In my effort to make sense of my life I often think, "If that tragic event hadn't happened, then that happy one would not have followed," or, "If I had decided to go to bed early that night instead of . . . I would never have had the chance to..."
I am not a Seeker of Wisdom. I just live and wait for it to come upon me.
In the last few weeks I have felt events being taken up, gathered up like the mouth of a drawstring purse.
Nearly a year ago I found myself in a position where I would either lose my full time job or work part time for a woman, a thing I had sworn I never again would do. The first six (and more) months were rough on my nerves and I was lonely, with a boss in the person where a friend had previously resided.
Yesterday, the following conversation:
I: My old boss, Bella, told me a year ago, that blahblahblah...
Jane: Bella! I thought you didn't like her.
I: Well . . . with time and distance, I have seen that her insecurities and my insecurities went head to head and created a . . . volatile situation.
Jane smiled and nodded.
I: Here's a Bella Story. One night we were finally at the point of faxing a letter. Bella had revised it her usual seventy-five times, we'd looked it all over and it was finally perfect. It was late. Everybody else in the whole office wing had left. It was just the two of us sweating over this letter.
It was winter, I had missed my bus, I was going to have to wait at least another forty-five minutes for the next one.
So we faxed the letter.
We watched it go through the fax machine. I picked it up from its face-down position and we simultaneously saw that the letter was dated yesterday. Bella threw up her hands, half-turned away, and exploded, "Unngghh! I don't want them to think we're so stupid that we don't even know what day it is."
And I was thinking: What does it matter!
I redated the letter and faxed it again.
The next morning I couldn't speak to her. I could barely even look at her. I had had enough. After a while, Lou asked me if she had done something to make me mad. I said, "Bella, I am not stupid."
Horrified, Bella said, "I would never say you were stupid!"
It was all her: She had never meant any insult to me. She hadn't even realized what she was saying. And I was so nervous and jerky that I, of course, immediately had taken offense.
In the middle of my story, I realized that the Bella story was identical to stories I could tell about some events in recent months.
Jane realized it too. I could see it in her eyes.
We had been having a pretty nice morning already, but after that conversation, there was an ease in the air . . . an atmosphere of friendship and understanding and forgiveness.
I have my friend back and so does Jane.
R.D. and his wife M. were artists and sculptors, and our neighbors in that ancestral farm home to which I've referred previously.

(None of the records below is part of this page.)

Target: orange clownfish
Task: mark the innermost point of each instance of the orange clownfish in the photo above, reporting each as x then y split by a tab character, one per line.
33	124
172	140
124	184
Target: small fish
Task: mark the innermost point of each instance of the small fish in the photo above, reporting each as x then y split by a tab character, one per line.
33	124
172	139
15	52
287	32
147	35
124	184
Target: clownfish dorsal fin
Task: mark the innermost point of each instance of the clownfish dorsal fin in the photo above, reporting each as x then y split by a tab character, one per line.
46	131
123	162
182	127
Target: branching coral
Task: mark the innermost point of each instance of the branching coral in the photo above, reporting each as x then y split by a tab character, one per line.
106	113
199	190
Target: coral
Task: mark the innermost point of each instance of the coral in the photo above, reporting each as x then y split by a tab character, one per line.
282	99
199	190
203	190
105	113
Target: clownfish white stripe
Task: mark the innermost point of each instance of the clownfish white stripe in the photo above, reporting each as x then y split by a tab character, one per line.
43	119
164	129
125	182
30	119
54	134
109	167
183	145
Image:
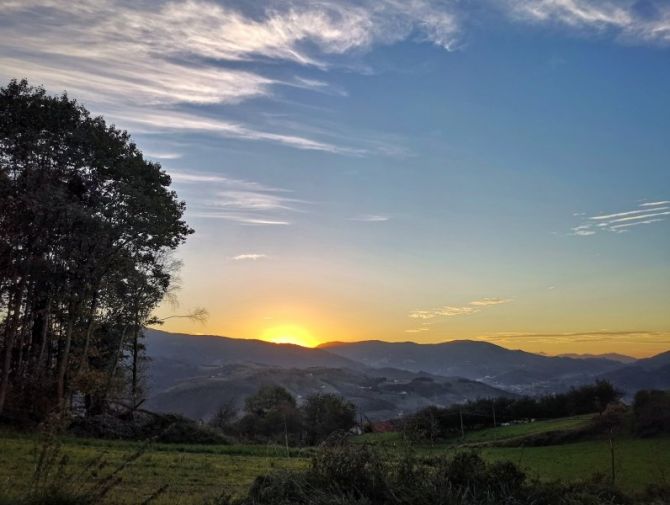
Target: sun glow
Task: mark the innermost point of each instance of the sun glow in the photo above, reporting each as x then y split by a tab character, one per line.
289	334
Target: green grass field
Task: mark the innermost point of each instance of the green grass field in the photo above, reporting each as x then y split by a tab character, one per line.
194	473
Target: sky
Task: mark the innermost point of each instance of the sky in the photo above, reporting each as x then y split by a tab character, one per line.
397	170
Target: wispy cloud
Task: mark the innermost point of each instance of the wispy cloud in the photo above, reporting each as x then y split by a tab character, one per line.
635	337
249	257
485	302
622	221
450	311
140	63
162	155
632	21
237	200
370	218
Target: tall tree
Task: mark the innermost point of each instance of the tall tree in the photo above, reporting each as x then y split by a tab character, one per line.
85	226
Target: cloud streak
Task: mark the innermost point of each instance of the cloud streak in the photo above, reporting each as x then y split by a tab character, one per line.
473	307
236	200
620	222
140	63
249	257
629	20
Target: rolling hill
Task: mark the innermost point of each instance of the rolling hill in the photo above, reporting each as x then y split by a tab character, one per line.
518	371
195	375
376	395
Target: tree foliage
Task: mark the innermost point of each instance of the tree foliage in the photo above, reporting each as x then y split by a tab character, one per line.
326	413
433	423
86	230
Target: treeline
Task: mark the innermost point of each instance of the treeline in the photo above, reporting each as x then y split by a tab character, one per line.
361	475
273	415
86	230
433	423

R.D. taught six-year-old June how to make a picture with Elmer's Glue, let it dry and then roll paint over paper placed on top of the hardened glue.
I remember M. smiling, holding my small hands, and exclaiming, "Look at those artist's thumbs!"
When my mother was a young woman she sat as model for R.D.'s sculpture class.
I have a long emotional history with the black-painted plaster head created by and given to my mother by one of the students. When I was very young there were long periods of time that my mother was not available to me. I remember weeping, cheek pressed to that black plaster cheek, wishing that enough longing might make enough magic to bring my mother home. The sculpture sits now where I can see it all my waking hours. It is a little chipped from having rolled around in my sister's truckbed for two weeks following my mother's funeral, where it had stood on a side table. One evening a few weeks ago I spent a half hour gazing at the head and remembering the Ds, their son, his widow, their daughter,
her husband. R. and M. died long ago, shortly after we left that place. Almost fifty years ago and more than fifty miles away.
A few days later I was on my way to attend an arty thing and saw neighbor Bob. In our conversation, Bob mentioned an artist he knew.
"Wait: What did you say his name is?"
Bob repeated the artist's name, the name of the man who'd married the Ds' daughter.
"What does he look like?"
Bob described the man.
"I know him! He was married to our neighbor's daughter!"
I do not expect to meet the man again and he would not remember me if I did. I barely existed for him even when he knew my family. Hearing his name, though, at just that time, so shortly after my contemplation of The Head and those younger days,
I felt myself caught in a wave curl of time.
When I began this blog I was in a state of feeling overtaken by a creative urge. I thought of late 2008- early 2009 as My Year Of Creativity.
I'm taking this juxtaposition of time and memory and events to be A Sign that My Year continues.